When life gives you lemons, make lemonade
Joana Tomas
Collective created by architects, Muro Atelier aims to question the notion of ephemeral in the city, through a participatory practice focused on the reuse of materials and the reactivation of unoccupied spaces.
Through their research, diagnosis, investigations, art installations and temporary occupations, this initiative proposes to change the city's metabolism, towards a more circular and sustainable system, helping any urban actor to understand and use the potential of the spatial and/or material waste at their disposal.
Muro Atelier works around 3 thematics :
1 REUSE
Through diagnosis and deconstruction, the collective wants to create a new practice, considering construction waste as a resource. The main objective is to analyze, deconstruct, stock, prepare and then reintroduce used construction materials into new projects, making our urban landscapes more sustainable.
This practice is not only about construction : the objective is also to create a sector with new non-delocalizable jobs
2 REVALORIZE
With these same used materials, Muro Atelier creates ephemeral, participative and self-constructed urban art installation, to question our public space and increase citizen interaction with art, architecture, circularity and construction.
Those urban installations tend to mark a collaborative presence in the city, telling different stories that interpret a spatial, cultural and social context
3 REACTIVATE
Waste is not only material. Our initiative temporarily occupies unused buildings to turn them into ephemeral cultural centres and open them to the public.

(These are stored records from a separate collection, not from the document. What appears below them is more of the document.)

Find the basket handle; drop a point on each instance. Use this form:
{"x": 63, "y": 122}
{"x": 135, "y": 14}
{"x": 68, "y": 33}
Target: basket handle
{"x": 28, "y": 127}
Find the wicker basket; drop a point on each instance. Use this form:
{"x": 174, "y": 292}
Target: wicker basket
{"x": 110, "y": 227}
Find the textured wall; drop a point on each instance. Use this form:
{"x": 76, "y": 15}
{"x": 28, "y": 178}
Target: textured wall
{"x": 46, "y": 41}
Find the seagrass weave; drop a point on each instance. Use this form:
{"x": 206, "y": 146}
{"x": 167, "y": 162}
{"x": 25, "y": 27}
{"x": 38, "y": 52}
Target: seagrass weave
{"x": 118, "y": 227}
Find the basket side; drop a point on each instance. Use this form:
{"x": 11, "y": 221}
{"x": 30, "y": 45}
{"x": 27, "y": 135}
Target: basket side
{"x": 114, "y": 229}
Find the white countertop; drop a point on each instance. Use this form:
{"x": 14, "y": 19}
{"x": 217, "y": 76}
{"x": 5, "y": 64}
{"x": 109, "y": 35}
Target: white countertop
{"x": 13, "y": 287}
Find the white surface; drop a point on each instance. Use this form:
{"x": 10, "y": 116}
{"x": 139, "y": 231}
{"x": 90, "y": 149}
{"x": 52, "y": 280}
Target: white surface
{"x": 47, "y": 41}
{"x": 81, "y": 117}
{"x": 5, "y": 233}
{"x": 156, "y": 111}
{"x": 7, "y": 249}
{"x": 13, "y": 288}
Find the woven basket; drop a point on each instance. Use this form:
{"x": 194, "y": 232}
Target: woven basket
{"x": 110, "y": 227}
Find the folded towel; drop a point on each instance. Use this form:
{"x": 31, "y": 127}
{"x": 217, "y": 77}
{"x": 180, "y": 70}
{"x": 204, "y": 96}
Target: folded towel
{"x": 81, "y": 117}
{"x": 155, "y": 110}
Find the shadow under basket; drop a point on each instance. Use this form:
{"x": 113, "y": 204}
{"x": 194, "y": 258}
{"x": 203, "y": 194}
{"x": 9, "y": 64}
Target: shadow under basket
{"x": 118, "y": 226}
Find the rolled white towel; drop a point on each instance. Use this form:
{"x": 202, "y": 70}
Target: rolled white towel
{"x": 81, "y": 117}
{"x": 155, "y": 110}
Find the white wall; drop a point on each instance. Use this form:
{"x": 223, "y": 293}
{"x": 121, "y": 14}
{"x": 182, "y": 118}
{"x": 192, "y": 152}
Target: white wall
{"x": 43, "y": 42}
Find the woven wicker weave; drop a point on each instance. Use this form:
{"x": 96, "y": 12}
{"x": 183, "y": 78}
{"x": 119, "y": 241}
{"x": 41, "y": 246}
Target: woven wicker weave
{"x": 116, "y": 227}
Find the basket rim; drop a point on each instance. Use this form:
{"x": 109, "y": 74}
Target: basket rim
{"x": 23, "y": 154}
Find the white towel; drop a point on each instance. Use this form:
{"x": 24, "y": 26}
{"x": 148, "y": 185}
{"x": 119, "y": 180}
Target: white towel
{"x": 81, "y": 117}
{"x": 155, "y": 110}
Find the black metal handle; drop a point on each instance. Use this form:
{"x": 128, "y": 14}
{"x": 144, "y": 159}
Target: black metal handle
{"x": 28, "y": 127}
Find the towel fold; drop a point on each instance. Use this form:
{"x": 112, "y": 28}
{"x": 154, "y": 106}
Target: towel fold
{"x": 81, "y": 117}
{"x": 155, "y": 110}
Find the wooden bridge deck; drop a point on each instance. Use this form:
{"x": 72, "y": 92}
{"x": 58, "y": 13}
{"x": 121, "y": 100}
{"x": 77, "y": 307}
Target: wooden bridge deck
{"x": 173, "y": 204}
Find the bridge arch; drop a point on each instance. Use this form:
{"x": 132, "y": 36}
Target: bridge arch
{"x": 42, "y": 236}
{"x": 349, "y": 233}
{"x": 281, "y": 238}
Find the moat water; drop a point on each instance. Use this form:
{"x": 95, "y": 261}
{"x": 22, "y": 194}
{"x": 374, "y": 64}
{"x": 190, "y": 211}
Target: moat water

It helps create a global community in a city that is everyday more gentrified.
Through an association called NA ESQUINA, the collective created two of these experimentation centres, and one is currently his shared workspace for impact projects and artist residencies
With these experimentations, we want to desacralize architecture and empower people to build their own city through circularity
Because of its over-gentrification, the unique cultural and social fabric of many neighbourhoods of Lisbon is eroding every day, but at the same time, thanks to slow bureaucratic processes, there are a lot of temporary unoccupied spaces.
As a group of citizens from various backgrounds and origins (artists and architects, from Portugal, France and Italy), we decided to create a cultural association called Na Esquina (“in the corner”) to reactivate unoccupied spaces and turn them into ephemeral cultural centres.
In the middle of an architectural licence process for the renovation of a palace in the centre of Lisbon, we ran our first experiment between 2019 and 2021. We worked in collaboration with the owners to temporarily offer this space to citizens and create an inclusive, cultural and social centre out of it.
We created a community of more than 1200 members around 50 concerts and performances, 4 exhibitions with 42 artists, dozens of workshops, and 10 pop-up kitchens.
In 2022, even if we were kicked out after the obtention of the architectural licence, the owners decided to open the space to the public instead of turning it into another small-term rental set of houses as it was initially planned, thanks to the action of our association.
Since then, we have been legally occupying an abandoned house and a garden with a lemon tree.
The house was bought by a real estate company to build a student residency in five years, but instead of paying security guards and cameras, we decided together to create this tactical urbanism project and test new programs that may be implemented in the future project (like a vegetable garden for the student's canteen).
We adapted our intervention to make more collaborations with local actors, associations and artists, around political engagement and community.
It is now a workplace for creatives, a shared space for the locals and a small-scale production site in which we create our own beer and our own lemonade.